In the unlikely space of the produce aisle I touch a lemon. It was certainly transported on freeways by a truck from an exotic west coast or Florida tropical fruit grove, a state where Covid-19 cases have increased ten-fold in one month. In a quick, non sequitur moment, grief floods me. I wonder how long I will be able to purchase lemons. A number of variables could cause my lemon fast: shortages in produce due to the pandemic’s effect on agriculture, my own difficulties in face-to-face grocery shopping, economic hardship that leaves my household to budget in new ways.
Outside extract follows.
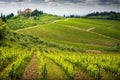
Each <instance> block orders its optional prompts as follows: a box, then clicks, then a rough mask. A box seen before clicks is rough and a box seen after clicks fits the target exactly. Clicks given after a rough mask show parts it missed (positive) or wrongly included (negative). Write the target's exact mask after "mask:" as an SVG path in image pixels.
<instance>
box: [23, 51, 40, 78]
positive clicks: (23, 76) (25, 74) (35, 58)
mask: <svg viewBox="0 0 120 80" xmlns="http://www.w3.org/2000/svg"><path fill="white" fill-rule="evenodd" d="M22 80H39V68H38V60H37V56H36V53H34V54H33V57H32V59H31V61H30V62H29V63H28V65H27V66H26V68H25V70H24V71H23V75H22Z"/></svg>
Suddenly one lemon seems to be a harbinger of dread. I quickly drop the fruit, abandon my cart, and leave the store, staying consciously clear of others as I wind my way to the exit. I race to my car and sit behind the wheel. I am sobbing a season-worth of fear, snot running beneath the mask I have not yet discarded.
I am in the parked car for twenty minutes or so. My 2014 Honda sanctuary is hot in the July sun, parked on black top. I mutter a confession for air conditioning running. My hybrid vehicle seems like some kind of poor compromise intended to soothe my consumer guilt. Yet in this makeshift tabernacle I offer a prayer. I breathe. I know that the oxygen molecules which fill my lungs have been traveling the globe for uncountable millennia. Trees have sighed the O2 from their growth, transforming my wasted carbon monoxide into something fundamentally necessary for life. Birds have nestled in those same trees. And lemons have grown. I do not understand the process of rebirth and ordered existence. In this liminal space of parking lot prayer, I simply breathe.